The Ride in the Rain Challenge, put on by Washington Bikes, is meant to get people out of their cars and back on their bikes despite the poor weather.
Jillian Trinkaus, the sustainable transportation program assistant at Western, has been involved in the planning of the challenge on campus.
“November is traditionally the rainiest month of the year, so this is an event to keep people from putting their bikes away as the weather gets wetter, colder and darker,” Trinkaus said. “The intent, in my view, is to keep people riding their bikes instead of driving their cars.”
The challenge is open to students, staff and faculty, and participants can choose to ride individually or in teams of four to 10 people. Each bike ride needs to be more than a quarter of a mile, and the challenge is to have eight such rides through the month of November.
“If we are afraid of doing things in the rain around here we’ll never get to do anything.”
This is the first year Western has participated in the challenge, and has 87 participants on 14 teams so far.
“People can still sign up even though the challenge started,” Trinkaus said. “They can sign up the whole month of November.”
Gary Malick, Western’s classroom services manager, has been a bike commuter for 15 years, and decided to participate in the challenge after seeing a poster for it and hearing about it from friends.
“If you look at Western as a whole, it’s one of the top employers as far as quantity of people working there, so if we can get a good portion of our workforce that includes students using alternative transportation, I think it will make a big impact on the county,” Malick said.
Trinkaus said one of the main benefits of the challenge is it minimizes the use of single-occupancy vehicles in getting to campus.
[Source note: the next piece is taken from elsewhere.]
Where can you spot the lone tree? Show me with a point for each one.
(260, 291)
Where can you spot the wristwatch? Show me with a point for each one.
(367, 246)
“It promotes a camaraderie amongst people across campus,” Trinkaus said. “It’s a fun thing for people to do to get closer to the people that they work and/or study with.”
Stacey Maxwell, the program coordinator for the chemistry department, is a participant and team captain in the challenge. After trying to decide whether or not she would continue biking to work in the fall, the challenge seemed like a sign that she should continue.
“I think we have a lot of opportunity to do things out in the rain,” Maxwell said. “If we are afraid of doing things in the rain around here we’ll never get to do anything.”
Maxwell has biked a total of 16.4 miles so far, and Malick has biked a total of 36 miles.
Trinkaus said she already considers the challenge to be a successful one.
“It’s been really fun to watch and get to know the biking community on campus,” Trinkaus said.
While the challenge is important, it is also important to be safe, Malick said.
“Safety is a big thing, making sure everybody’s got adequate lights and reflective vests, and I will say, I won’t push it,” Malick said. “ If the winds are above 40 miles-per-hour or something, I’ll take the bus”
In the first three days of the challenge, the Western teams have biked a total of 228 trips with 617.1 miles under their belt, Trinkaus said. With the challenge, 543 pounds of carbon dioxide emission have been avoided, and a total of 30,238 calories have been burned so far.